On this note, I recently gave a talk at 2axend’s Deaf in Health Care Summit where I discussed RID’s vision and mission for the future of our profession and engaged in conversations about what RID does, what challenges our interpreters working in health care settings face, and what RID could do better to support our members. I shared that in the past ten years, out of 917 documented Ethical Practice System reports or grievances made, only 85 were related to medical or health care settings - a mere 9% of all complaints. As interpreting in health care settings is one of the largest sectors for ASL interpreters and one of the chief complaints that deaf consumers have regarding lack of or poor quality communications access, this number tells me that the issues are systemic rather than individual. Health care systems routinely put profits over people and earnings over ethics, unfortunately at the detriment of our consumers, that is until a lawsuit forces that health care system to improve their communications access and services to Deaf, DeafBlind, Hard of Hearing and Deaf diverse patients. Individual interpreters will try their best to reduce barriers or advocate for patients but when entire systems are set up to disregard ethically sound policy and procedure, ultimately, who is liable? I know this is one of many long, complicated conversations to have and I do look forward to having them, and it’s important that we take the time to understand and discuss the complexity and multiple perspectives involved. I invite each and every one of you to actively engage in questioning the “known unknowns’’ together, as a profession.

On that note: This year, we celebrate RID’s 60th birthday. The Code of Professional Conduct - formerly the Code of Ethics - was written in the first year of RID, in 1965 by Lottie Reikehof, the chair of the ethics committee and since, has seen many changes. In 2005 The Code of Ethics morphed into the Code of Professional Conduct, codified by the RID and the National Association of the Deaf. For the past 19 years, the CPC has served as a compass for our professional ethics, behavior, standards, and conduct both with our consumers and fellow interpreters. A code of conduct is the “meat and potatoes’’ to the code of ethics, as we see with the NAD-RID CPC, it behaves as a guiding document that demonstrates how the code of ethics are applied. The seven tenets of the CPC, along with guiding principles that break down into subsets of illustrative examples, essentially demonstrates “how to ‘’ react, behave, and apply judgment in a given situation by the very ethics we hold as sign language interpreters. Having a code of ethics in tandem with a code of conduct is the cornerstone of any relevant professional organization that holds itself to high standards of moral, ethical, and social justice virtues if such tenets are applied consistently for both the good of the communities we serve and the consistent tangible behavior of our members as a profession.

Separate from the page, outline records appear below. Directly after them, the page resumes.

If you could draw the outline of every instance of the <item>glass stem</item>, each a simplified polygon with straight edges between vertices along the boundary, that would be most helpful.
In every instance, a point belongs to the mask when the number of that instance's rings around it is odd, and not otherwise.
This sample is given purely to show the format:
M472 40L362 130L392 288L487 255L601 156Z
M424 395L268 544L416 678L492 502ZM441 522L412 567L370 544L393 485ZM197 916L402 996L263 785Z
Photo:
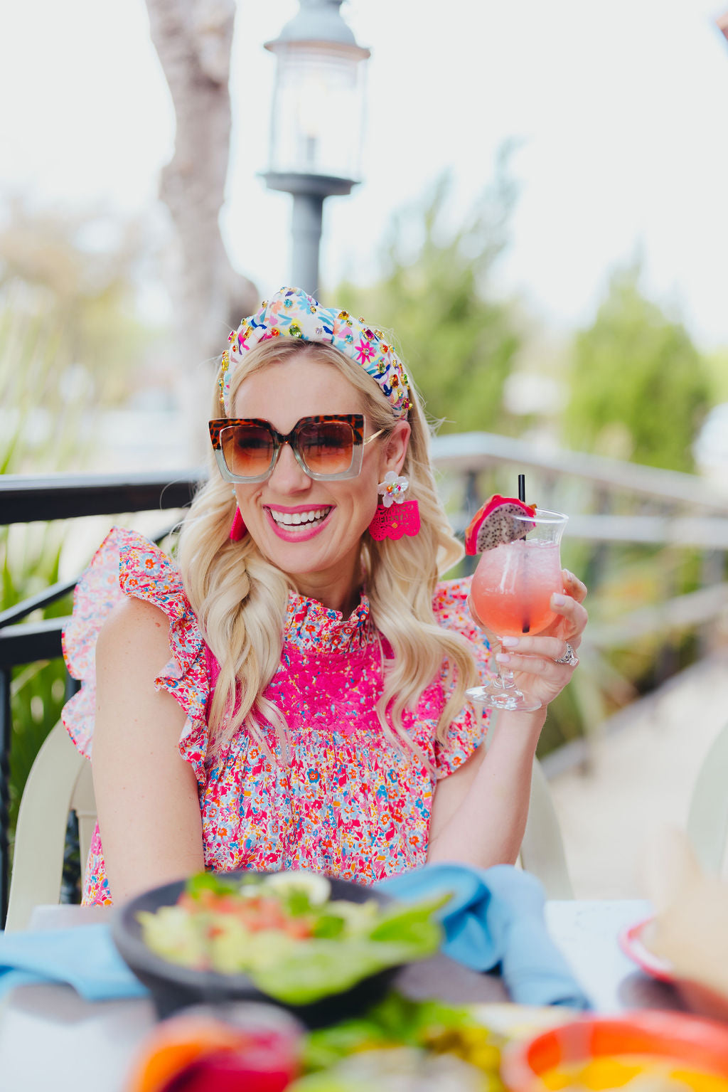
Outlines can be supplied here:
M498 686L501 690L513 690L515 687L513 672L503 668L501 664L498 665Z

We’re also celebrating the one year anniversary of the launch of the newly reformed Ethical Practices Systems. ASL interpreting is a “trust profession” in that practitioners and service providers are privy to some very personal events of consumers, and have access to their extremely sensitive information. To be effective in their work, interpreters are held in trust that they will adhere to, at the very least the Code of Professional Conduct, but also the highest ethical standards. The EPS policy and enforcement procedures differ from the CPC in that the CPC is aspirational in nature - interpreters shall aspire to incorporate these values into our daily work, the EPS holds us accountable to ourselves, to our colleagues and to our consumers for doing so across all arenas of our professional endeavors.

While RID, its members, and the communities we serve have come a long way in establishing sign language interpreting as an ethical profession with high standards, there is still much to be done. The world watches our actions and looks to us for guidance as trailblazers in the field of sign language interpreting. I hope you will continue to join us in the pursuit of strengthening our ethical practices, alongside our standards and principles to provide superior stewardship to the communities we serve.